There have been calls for Matthew Wade or Marnus Labuschagne to open alongside Marcus Harris in a rejigged order, while Mark Waugh on Sunday floated the even more radical idea of skipper Tim Paine performing the job.

Burns and Harris, who both missed out on a score of substance in the SCG tune-up, will also fly to Adelaide on Monday.

The rest of the Australian squad is already in South Australia, completing a net session and fielding drills on the main arena at Adelaide Oval yesterday.

Penfolds Grange set sells for $430,000

A complete 64-bottle set of Penfolds Grange was last night sold for a record $430,000 in the Langton’s Penfolds Rewards of Patience auction – a world record price.

Christmas came early for a Sydney sommelier who successfully won the bidding war of the coveted set, which contains all vintages of Penfolds Grange from 1951 to 2015.

“This Penfolds set is unique because some of the bottles are signed by Max Schubert, Penfolds first Chief Winemaker and the man behind Penfolds Grange. Many of the older vintages have also been certified in the Penfolds clinic,” said Langton’s Head of Auctions Tamara Grischy.
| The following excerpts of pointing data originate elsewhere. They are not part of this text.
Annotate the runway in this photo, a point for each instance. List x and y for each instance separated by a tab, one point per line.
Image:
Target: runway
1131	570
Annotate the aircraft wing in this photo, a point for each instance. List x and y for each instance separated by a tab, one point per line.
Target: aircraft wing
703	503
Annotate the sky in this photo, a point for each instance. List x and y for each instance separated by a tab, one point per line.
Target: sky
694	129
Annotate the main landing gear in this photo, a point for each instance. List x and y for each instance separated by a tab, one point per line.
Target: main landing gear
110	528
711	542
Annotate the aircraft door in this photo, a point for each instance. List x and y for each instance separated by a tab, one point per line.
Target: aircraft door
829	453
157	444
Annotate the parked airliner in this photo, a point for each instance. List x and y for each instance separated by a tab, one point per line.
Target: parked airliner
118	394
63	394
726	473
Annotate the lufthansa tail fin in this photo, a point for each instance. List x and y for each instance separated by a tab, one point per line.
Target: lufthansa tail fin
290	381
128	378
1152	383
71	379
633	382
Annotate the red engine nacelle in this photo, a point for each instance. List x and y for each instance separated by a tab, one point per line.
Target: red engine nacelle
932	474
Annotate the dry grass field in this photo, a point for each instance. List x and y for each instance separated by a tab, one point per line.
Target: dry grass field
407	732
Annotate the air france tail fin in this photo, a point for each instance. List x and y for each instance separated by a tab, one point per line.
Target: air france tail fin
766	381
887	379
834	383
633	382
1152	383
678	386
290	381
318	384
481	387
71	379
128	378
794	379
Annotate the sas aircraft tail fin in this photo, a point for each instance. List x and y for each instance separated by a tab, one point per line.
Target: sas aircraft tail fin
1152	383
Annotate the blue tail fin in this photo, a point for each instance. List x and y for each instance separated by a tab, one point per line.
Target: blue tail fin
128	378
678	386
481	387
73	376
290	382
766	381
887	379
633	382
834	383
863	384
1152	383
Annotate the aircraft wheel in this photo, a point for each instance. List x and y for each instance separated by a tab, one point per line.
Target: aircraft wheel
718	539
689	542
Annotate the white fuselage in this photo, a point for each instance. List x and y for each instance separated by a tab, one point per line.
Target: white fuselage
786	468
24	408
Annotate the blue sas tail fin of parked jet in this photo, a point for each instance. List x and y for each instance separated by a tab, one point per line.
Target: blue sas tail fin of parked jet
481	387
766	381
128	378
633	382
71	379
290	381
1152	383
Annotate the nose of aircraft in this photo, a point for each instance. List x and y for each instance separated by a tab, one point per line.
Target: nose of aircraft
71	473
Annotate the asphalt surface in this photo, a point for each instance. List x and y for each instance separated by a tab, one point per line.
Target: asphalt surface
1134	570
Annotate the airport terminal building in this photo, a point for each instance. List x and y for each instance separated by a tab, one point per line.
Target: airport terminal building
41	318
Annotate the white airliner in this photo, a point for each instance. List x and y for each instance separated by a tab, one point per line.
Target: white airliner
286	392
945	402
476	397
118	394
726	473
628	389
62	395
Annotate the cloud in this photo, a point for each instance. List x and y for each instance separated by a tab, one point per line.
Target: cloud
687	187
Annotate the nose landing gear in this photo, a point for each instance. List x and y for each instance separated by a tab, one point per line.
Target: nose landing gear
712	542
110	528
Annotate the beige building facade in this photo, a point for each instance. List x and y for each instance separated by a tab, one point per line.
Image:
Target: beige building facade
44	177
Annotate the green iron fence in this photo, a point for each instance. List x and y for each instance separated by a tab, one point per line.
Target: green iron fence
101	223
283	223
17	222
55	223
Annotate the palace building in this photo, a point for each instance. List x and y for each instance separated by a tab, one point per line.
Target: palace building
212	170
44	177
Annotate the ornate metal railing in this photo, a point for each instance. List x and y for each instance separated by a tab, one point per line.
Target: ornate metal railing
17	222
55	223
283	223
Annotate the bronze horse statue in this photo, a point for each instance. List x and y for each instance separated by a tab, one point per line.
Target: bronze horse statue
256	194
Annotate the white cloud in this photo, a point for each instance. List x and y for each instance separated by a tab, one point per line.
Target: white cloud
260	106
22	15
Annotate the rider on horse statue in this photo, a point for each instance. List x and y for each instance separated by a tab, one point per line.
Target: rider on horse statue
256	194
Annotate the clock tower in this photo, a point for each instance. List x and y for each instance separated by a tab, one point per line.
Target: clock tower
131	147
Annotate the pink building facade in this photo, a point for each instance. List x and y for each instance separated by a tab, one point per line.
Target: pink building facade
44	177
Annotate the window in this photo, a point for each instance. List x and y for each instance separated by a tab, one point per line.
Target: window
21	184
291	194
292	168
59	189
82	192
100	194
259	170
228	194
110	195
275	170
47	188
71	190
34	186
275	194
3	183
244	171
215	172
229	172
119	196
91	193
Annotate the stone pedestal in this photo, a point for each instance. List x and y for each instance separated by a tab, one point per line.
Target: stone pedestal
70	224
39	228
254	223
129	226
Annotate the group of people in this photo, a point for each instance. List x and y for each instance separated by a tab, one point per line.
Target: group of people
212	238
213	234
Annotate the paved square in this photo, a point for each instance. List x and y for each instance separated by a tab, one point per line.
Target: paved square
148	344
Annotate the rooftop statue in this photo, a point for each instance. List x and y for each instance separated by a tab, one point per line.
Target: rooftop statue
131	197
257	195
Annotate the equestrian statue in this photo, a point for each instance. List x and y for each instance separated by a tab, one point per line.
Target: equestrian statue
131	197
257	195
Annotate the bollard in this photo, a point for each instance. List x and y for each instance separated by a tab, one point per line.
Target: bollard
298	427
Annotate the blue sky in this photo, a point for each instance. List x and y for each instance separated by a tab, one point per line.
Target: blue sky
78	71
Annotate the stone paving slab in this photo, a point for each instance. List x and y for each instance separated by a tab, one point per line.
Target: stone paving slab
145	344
The previous record was from December 2019, when a set of Penfolds Grange sold for $372,800.

There are believed to be only about 30 complete Penfolds Grange sets in existence, making them incredibly rare.

“This auction result is a great news story for Australian fine wine, as it shows that Penfolds goes from strength to strength – it’s like liquid gold.” Grischy said.

Other highlights in the online auction included a Penfolds Bin 60A Cabernet Shiraz 1962 which sold for $15,005 and a Penfolds Bin 60A Cabernet Shiraz 1962 which went under the hammer for $18,472.